My friend Anne knows something about love and loss. Her husband waged a valiant war against cancer, but died at the age of 59. When I asked her about what she has learned from that difficult experience, she shared the following remarkable insight:

"The only thing I can say for sure is that if you have loved, there is no loss. Love is always a part of you and is always around you. The form of that love may change, but if you are open to the signs, you will feel the presence of that love always.

"I often feel [my husband's] presence in my life. We had discussed his 'hovering' around my family and me when he died and I encouraged him to stay connected. That way I feel he is guiding and blessing us from his unique perspective all the time. It is a major source of comfort to me to know that after so many years we spent together, he is still and always will be a major part of my life."

Anne's experience instructs us. Nothing is lost when we love fully.
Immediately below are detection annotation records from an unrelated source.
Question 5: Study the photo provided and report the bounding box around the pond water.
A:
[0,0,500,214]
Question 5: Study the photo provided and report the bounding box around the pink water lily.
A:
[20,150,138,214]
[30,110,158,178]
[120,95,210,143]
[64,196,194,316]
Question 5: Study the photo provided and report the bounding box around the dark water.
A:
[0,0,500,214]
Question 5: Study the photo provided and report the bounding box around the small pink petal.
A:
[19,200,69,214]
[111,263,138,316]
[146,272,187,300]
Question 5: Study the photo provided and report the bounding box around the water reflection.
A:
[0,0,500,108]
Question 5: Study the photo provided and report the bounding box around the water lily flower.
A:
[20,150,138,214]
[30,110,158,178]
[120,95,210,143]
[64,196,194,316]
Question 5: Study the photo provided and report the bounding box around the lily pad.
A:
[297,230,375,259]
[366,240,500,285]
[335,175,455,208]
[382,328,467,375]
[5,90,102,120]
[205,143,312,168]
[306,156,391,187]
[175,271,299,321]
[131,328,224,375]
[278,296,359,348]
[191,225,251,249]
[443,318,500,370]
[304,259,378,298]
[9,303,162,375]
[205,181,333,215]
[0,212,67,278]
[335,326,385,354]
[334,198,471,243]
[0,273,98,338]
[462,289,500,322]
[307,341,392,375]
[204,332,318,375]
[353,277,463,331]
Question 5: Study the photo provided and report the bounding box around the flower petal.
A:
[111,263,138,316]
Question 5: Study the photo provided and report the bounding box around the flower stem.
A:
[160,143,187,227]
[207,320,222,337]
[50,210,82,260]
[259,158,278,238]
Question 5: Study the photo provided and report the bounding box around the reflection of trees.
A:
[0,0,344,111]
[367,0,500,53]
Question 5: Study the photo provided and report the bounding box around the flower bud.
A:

If we can really embrace this, love remains a power in our lives; a power of regeneration, of expansion.

To know the truth of this, one only has to encounter the radiance in Anne's face. This past year, Anne got married again, to a man who had also gone through the pain of losing a beloved spouse to a premature death. When love is not lost through loss, it lives to ride again.

And what have I learned about love and loss that I can share?

Nothing very original, I'm afraid. I can say that I am grateful for the experience of both. And I have learned (borrowing from the familiar saying) that if love doesn't kill you, it will definitely make you stronger.